Isabelle BADOC, Supply Chain Solutions Marketing Manager de GENERIX.
Entretien réalisé le jeudi 19 février 2026 par Frédéric LEGRAS, Directeur du Portail FAQ Logistique dans le cadre du dossier : « La Supply Chain à l’heure de l’IA : quelles applications concrètes ? ».
L’Intelligence Artificielle s’impose désormais dans les discours comme dans les feuilles de route stratégiques. Entre promesses de transformation radicale et usages encore exploratoires, les entreprises cherchent à distinguer les leviers réellement activables des effets d’annonce.
Isabelle Badoc, Supply Chain Solutions Marketing Manager chez Generix, partage son analyse de la maturité du marché et des applications concrètes de l’IA en supply chain, en mettant l’accent sur les conditions nécessaires pour passer de l’expérimentation à la création de valeur durable.
Où en sont réellement les entreprises sur le sujet de l’IA ?
L’arrivée de l’IA générative et des grands modèles de langage a incontestablement joué un rôle d’accélérateur. Leur facilité d’accès a suscité un engouement rapide, tout en provoquant, presque simultanément, une prise de conscience des enjeux de confidentialité et de protection des données.

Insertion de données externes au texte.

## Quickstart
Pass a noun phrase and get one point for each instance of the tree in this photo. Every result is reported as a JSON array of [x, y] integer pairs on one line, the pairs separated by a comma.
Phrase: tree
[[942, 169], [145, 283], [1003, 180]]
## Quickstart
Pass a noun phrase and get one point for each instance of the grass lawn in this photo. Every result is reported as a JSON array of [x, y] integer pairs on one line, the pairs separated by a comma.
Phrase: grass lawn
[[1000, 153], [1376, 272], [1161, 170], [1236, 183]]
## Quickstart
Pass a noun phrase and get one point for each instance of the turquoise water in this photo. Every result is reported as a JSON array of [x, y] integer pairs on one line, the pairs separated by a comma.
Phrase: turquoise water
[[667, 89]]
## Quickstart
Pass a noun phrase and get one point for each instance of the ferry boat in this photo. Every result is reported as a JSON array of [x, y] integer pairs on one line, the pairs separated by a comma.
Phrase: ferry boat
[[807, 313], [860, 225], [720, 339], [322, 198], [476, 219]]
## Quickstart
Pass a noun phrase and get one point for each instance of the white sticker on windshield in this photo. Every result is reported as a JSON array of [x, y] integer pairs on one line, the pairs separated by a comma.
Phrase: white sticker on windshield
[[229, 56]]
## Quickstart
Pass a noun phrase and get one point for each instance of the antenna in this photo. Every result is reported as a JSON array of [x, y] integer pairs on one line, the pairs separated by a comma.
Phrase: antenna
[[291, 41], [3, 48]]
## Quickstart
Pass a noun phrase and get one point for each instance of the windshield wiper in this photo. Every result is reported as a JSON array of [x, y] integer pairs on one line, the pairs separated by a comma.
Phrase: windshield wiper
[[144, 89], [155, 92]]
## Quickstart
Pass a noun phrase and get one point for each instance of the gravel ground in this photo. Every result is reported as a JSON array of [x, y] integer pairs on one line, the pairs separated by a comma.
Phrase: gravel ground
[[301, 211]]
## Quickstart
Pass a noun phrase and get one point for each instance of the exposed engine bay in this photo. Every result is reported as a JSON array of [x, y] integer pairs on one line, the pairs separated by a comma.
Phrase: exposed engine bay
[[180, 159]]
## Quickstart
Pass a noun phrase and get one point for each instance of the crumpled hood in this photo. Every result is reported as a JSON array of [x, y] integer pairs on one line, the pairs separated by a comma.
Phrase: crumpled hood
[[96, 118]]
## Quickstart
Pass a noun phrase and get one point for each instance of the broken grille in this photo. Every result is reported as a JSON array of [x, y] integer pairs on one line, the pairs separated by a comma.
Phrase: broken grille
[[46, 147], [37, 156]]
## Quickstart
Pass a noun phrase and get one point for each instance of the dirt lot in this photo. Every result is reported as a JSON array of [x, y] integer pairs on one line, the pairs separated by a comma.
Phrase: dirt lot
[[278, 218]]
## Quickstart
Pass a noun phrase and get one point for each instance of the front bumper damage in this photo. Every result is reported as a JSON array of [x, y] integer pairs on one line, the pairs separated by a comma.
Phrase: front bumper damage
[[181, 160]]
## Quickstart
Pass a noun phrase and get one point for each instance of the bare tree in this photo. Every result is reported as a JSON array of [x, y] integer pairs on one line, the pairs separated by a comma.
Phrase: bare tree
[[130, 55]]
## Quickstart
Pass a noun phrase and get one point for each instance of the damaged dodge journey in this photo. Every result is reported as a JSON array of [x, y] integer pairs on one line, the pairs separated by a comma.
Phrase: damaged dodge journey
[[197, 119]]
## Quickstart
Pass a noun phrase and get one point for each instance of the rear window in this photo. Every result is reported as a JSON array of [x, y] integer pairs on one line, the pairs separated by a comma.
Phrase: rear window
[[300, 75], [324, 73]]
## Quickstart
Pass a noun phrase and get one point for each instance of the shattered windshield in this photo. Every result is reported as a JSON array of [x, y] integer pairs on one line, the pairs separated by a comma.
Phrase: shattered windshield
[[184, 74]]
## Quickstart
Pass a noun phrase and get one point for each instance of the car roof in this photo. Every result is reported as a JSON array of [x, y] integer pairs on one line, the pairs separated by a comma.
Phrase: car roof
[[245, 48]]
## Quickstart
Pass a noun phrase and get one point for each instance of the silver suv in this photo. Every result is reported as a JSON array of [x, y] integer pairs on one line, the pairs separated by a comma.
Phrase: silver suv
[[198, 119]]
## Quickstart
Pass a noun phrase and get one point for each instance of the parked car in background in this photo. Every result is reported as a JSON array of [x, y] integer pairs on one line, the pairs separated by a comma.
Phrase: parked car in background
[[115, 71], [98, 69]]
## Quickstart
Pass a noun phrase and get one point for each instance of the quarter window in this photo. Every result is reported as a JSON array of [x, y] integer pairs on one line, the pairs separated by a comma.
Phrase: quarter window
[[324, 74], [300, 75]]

De nombreuses organisations ont commencé à structurer leur démarche, à travers des formations internes, des cadres d’usage et des réflexions stratégiques, sous l’impulsion de directions générales qui cherchent à transformer l’IA en levier concret de performance.
Après une phase d’enthousiasme marqué, le marché entre progressivement dans une étape plus pragmatique. Les premières expérimentations laissent place à une réflexion plus approfondie sur les conditions de déploiement à grande échelle et sur la capacité à inscrire ces projets dans la durée. Cette évolution permet de faire la différence entre les initiatives réellement porteuses de valeur et celles davantage guidées par l’effet de mode.
Dans ce contexte, un constat s’impose : la performance des algorithmes dépend directement de la qualité et de l’organisation des données. La gouvernance de la donnée devient ainsi un véritable prérequis. Cette prise de conscience marque une nouvelle étape dans la maturité du marché et ouvre une phase plus opérationnelle, centrée sur les conditions concrètes de déploiement.
Quels défis restent à relever ?
Plusieurs obstacles continuent de freiner le passage à l’échelle.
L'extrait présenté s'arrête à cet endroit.